Two classes, IOAudioEngineUserClient and IOAudioControlUserClient, inherit from the IOUserClient class. Objects of these classes represent user-client connections that enable the Audio family to communicate with the Audio HAL. Five of the Audio family classes are subclasses of IOAudioControl, providing behavior specific to certain types of audio-device controls (mute switches, volume controls, and so on). For further details on the user-client and control classes of the Audio Family, see The Roles of Audio Family Objects.

An understanding of the static inheritance relationships between classes of the Audio family goes only so far to clarify what instances of those classes do in a typical audio driver. It is more illuminating to consider the dynamic relationships among these objects.

Dynamic Relationships in the Audio Family

An I/O Kit audio driver consists of a variable number of objects that represent or encapsulate certain aspects of an audio device. Many of these objects own references to other objects. The most significant objects in a “live” audio driver derive from four Audio family classes:

Figure 2-2 illustrates the dynamic relationships of these objects.

Figure 2-2  Audio family objects in a typical driver and what they represent
Audio family objects in a typical driver and what they represent

The root object in an audio driver is an instance of a custom subclass of IOAudioDevice. It represents an audio device in a general, overall sense. An IOAudioDevice object is the root object for a couple of reasons: it creates and coordinates many of the other objects in the driver, and it is typically the object that must match against the provider’s nub.

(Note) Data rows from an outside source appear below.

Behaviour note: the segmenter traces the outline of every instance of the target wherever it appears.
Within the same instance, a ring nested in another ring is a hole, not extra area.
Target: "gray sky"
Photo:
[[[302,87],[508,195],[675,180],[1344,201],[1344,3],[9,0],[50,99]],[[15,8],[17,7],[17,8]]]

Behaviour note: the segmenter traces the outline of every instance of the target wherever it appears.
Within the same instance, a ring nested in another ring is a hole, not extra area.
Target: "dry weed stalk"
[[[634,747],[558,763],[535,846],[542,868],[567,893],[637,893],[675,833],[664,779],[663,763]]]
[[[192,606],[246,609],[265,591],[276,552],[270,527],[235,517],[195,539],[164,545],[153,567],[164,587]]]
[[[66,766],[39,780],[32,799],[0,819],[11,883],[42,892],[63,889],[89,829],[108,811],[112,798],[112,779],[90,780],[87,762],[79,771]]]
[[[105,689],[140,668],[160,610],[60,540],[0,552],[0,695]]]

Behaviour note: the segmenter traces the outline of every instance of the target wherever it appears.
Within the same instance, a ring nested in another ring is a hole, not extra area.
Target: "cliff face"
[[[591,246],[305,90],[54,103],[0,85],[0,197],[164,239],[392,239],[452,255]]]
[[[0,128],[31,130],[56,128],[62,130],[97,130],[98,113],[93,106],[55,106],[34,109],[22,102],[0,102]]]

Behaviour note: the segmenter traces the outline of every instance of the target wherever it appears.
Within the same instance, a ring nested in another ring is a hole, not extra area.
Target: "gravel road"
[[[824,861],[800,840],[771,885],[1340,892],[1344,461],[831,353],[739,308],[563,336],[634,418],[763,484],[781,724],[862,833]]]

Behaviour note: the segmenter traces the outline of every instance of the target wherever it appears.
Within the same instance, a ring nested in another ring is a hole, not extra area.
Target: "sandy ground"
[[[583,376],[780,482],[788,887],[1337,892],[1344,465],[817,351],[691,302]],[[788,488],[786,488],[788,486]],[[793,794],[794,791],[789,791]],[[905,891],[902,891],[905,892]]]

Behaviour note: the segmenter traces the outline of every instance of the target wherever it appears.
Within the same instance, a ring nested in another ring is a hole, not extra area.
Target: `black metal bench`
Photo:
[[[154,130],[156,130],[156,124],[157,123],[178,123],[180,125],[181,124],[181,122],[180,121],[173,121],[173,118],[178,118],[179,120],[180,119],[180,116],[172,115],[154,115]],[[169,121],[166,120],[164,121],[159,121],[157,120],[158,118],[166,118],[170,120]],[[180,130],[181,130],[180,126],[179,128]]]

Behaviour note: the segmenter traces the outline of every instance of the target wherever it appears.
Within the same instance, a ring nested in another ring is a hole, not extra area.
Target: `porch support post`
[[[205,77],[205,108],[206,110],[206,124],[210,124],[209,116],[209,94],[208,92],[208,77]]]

The custom subclass of IOAudioDevice adds attributes and implements behavior that are specific to the device. It is responsible for identifying, configuring, and creating all necessary audio-engine objects and attaching those objects to itself. It must map all hardware resources from the provider’s nub and, when requested by the system, it must change the values of controls.

Furthermore, an IOAudioDevice object is the power controller and power policy maker for the driver; in coordination with its IOAudioEngine objects, it must properly determine system idleness and deal with power-state transitions (sleep and wake), deactivating and reactivating its audio engines as necessary. (See Handling Sleep/Wake Notifications for more information.)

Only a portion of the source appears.